Over the past three years, the initiative has been providing shelter and basic care to homeless children and orphans as well as providing children from surrounding community with free care, counseling, school supplies and education scholarships. Many of these Children come from broken or poverty stricken families and the center is a haven for them, whenever they need it.
And it started with one story. “It all began with just one abandoned child. She was dumped and left to starve to death by her unknown parents. My mum being a nurse, she brought the little malnourished kid home, I believe the kid had like a week to live. So about two years later when I was out of University, this little kid had completely recovered and my mum said there were many cases where this one came from.” Ddiba remembers.
Her recovery inspired Ddiba to go save more himself. “ I remember I was hoping to help one or two children but unfortunately the number of cases was overwhelming and the root cause was poverty” Says Ddiba.
That’s how he started a movement among his friends and family to “Act like they care” and donate something to help these children survive.
For the last two years, the initiative has been able to place 45 children into school who would otherwise be without a family or education. “I have not only witnessed the lives of children being transformed through sponsorship, but have furthermore become convinced that Uganda can be restored through education of these less fortunate children.” Ddiba says.
One of touching stories out of the initiative is a story of a beneficiary called Ezesa (in English Esther). Eseza was born out of incest, a relationship between a niece and her uncle. In their tribe she was an abomination. She was thrown away at birth and no one wanted to be near her.
“We met this girl when she was three years, never been breast fed, never been loved and always fed on left overs. She slept in the bush and she was hairy.” Ddiba says.
Eseza is now 6 years and she is going through recovery. “seeing her run around playing with other children makes me wonder where she would be if she was never found.” He says.
“Her story really touched me. I no longer have any choice but to acknowledge the heavy reality of it all: These children don’t just need our help–their very lives depend on it. It is mostly her story that keeps me going every time I think of giving up. I believe God brought her into our lives for a reason.” Ddiba says.
This however does not come off easily. His biggest challenge is that there is a lot of need and yet very limited resources.
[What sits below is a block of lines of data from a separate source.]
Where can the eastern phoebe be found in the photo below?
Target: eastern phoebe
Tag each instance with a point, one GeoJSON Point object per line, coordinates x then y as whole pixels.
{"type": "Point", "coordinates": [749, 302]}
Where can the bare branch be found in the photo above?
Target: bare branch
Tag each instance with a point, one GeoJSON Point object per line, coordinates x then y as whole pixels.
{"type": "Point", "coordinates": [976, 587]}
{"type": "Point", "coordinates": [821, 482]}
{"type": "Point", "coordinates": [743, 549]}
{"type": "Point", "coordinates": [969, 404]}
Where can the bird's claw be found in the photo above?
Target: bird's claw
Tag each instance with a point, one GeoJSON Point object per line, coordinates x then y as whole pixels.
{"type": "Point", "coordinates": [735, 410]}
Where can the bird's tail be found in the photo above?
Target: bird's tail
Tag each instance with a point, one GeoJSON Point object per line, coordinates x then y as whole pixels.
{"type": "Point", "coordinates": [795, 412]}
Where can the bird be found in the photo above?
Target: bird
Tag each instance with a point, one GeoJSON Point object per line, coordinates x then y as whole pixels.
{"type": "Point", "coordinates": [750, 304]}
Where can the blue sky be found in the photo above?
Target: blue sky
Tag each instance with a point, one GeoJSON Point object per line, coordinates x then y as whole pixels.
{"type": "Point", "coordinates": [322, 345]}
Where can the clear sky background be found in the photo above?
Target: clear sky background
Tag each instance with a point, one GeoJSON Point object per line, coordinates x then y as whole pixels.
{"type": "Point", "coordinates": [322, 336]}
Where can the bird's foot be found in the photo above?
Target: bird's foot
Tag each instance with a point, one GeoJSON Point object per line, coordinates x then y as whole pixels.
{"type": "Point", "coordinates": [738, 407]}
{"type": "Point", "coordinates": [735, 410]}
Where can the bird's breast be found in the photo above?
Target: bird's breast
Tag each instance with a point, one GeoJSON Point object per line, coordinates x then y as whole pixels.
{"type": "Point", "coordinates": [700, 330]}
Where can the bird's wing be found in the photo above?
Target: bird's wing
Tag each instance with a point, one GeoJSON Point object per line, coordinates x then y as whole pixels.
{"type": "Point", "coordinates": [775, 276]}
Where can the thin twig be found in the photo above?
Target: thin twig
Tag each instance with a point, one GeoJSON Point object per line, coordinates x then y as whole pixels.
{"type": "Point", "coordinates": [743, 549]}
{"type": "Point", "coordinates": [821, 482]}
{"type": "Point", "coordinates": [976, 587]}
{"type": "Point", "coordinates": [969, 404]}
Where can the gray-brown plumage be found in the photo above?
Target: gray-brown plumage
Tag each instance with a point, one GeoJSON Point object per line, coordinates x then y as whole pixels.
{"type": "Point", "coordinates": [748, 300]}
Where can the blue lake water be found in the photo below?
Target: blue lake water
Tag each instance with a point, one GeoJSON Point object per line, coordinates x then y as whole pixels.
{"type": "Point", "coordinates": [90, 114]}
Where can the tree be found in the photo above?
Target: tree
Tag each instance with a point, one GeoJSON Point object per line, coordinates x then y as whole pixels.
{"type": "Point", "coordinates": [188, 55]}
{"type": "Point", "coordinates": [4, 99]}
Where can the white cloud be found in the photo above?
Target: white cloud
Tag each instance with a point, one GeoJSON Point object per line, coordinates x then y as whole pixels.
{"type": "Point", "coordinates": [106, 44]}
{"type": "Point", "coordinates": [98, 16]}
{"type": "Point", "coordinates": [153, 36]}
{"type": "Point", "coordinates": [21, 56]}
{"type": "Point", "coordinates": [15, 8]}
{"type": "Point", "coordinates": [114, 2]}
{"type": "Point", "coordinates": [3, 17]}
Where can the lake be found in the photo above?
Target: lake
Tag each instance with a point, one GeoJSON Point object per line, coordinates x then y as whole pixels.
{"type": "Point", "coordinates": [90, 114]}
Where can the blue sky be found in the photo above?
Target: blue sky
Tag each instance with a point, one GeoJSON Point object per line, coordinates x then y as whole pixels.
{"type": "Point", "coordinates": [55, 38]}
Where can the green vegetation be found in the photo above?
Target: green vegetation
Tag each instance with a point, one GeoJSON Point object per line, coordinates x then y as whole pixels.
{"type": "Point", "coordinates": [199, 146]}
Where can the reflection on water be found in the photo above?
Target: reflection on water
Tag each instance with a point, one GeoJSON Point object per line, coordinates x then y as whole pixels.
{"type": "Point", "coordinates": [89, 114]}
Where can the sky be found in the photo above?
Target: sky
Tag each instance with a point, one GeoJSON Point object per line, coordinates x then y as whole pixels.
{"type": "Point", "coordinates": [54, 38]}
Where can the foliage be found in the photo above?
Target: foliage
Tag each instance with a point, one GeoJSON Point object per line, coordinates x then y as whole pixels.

One incident he cites is a story of “Sula” one of the beneficiaries who got a sponsor and after just a few months, lost touch with his sponsor. “That right there is my worst moment. Until now, we have never told this child the bad news we don’t want to see that glow fade away.” Ddiba says.
One way how he is however fighting these challenges, is through partnerships. The initiative is currently working with Individuals, private companies, and churches in Canada, USA, UK, Romania and Argentina even though he is still working on creating a few local partnerships.
He also does not do this alone. He commends his team for being part of his journey. “Maria our manager, Sylvia our manager for child sponsorship, Deborah our community coordinator, Hope our manager for child relations and all house mothers who act as mother figures to the homeless children.” He lists them.
Six years from now, Ddiba sees BaNgaAfayo growing as one of the major players eradicating Poverty in Uganda with more branches all over the country bringing real and lasting change to families and children living in poverty.
Ddiba wants to be remembered as someone who set an example and left a footprint in humanity. He hopes that the work he does at BaNgaAfayo Initiative will live past him and continue to touch a life here, a life there.
“Keep this verse in mind, Hebrews 10:24. And let us consider how we may spur one another on in love and good deeds.” He concludes.